"Go to it, son!"

"How about champagne? I never tasted it," he added naïvely.

"What! Never tasted champagne!"

Bobo blushed painfully.

"Well, I never did either," said Jack, grinning. "One bottle because this is a party. But mind you, the limit is always one bottle. We've got head work to do."

"Sure, that's right," said Bobo, but without any great conviction, and Jack reflected that along with his other pre-occupations he would have to keep an eye on his partner's potations.

Bobo went into conference with the waiter, and in due course a little Lucullan feast was spread before them. It may be remarked in passing, that where his stomach was concerned Bobo proved to be an astonishingly apt scholar. Within a week he was a menu-card-sharp, and within a month the intimate friend of every head-waiter on Broadway.

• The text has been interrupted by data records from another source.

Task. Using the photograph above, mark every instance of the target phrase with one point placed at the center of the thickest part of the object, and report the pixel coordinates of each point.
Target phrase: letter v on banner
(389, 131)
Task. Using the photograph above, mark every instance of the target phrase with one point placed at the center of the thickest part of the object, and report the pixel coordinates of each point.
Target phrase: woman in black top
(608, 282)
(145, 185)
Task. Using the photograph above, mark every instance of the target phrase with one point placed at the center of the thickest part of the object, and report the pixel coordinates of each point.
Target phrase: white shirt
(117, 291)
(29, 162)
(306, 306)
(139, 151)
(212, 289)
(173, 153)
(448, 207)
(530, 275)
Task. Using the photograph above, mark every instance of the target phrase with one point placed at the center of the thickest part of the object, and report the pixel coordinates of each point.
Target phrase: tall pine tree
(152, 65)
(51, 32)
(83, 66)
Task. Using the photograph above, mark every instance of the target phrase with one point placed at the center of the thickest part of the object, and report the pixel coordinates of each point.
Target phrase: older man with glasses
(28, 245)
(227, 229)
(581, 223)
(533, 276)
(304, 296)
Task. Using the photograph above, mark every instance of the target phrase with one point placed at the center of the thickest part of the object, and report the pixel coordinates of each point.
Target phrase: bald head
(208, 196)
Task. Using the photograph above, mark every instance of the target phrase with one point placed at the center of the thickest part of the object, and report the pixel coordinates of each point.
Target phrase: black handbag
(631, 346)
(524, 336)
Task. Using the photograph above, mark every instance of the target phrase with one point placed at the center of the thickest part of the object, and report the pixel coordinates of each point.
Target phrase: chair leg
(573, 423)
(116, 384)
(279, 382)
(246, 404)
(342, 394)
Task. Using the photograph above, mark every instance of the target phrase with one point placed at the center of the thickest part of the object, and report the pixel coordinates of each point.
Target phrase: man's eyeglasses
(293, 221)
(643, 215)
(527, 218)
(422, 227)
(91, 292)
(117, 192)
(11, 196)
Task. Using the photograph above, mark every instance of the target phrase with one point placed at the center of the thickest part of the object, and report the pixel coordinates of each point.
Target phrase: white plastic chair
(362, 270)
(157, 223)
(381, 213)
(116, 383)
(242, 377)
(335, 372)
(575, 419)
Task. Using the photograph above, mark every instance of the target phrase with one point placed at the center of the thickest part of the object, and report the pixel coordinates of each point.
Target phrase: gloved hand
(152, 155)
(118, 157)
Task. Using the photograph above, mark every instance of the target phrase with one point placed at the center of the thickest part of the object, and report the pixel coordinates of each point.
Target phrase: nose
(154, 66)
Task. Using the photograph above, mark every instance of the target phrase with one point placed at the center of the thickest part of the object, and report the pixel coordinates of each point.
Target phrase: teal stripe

Meanwhile the great curtain was lifted, and enchanting slender-legged damsels, in chiffons and furs, performed amazing and graceful evolutions on the ice. Between times, the diners danced on the waxed floor. The teasing music made Jack think of Kate. He looked across the table with distaste.

"What wouldn't I give to have her there instead of that greedy Bobo," he thought. "Lord! I suppose I'm saddled with him now, by day and by night!"

During a pause in the music a small object dropped on their table, bounced and lay still. It was a piece of paper folded into a pellet.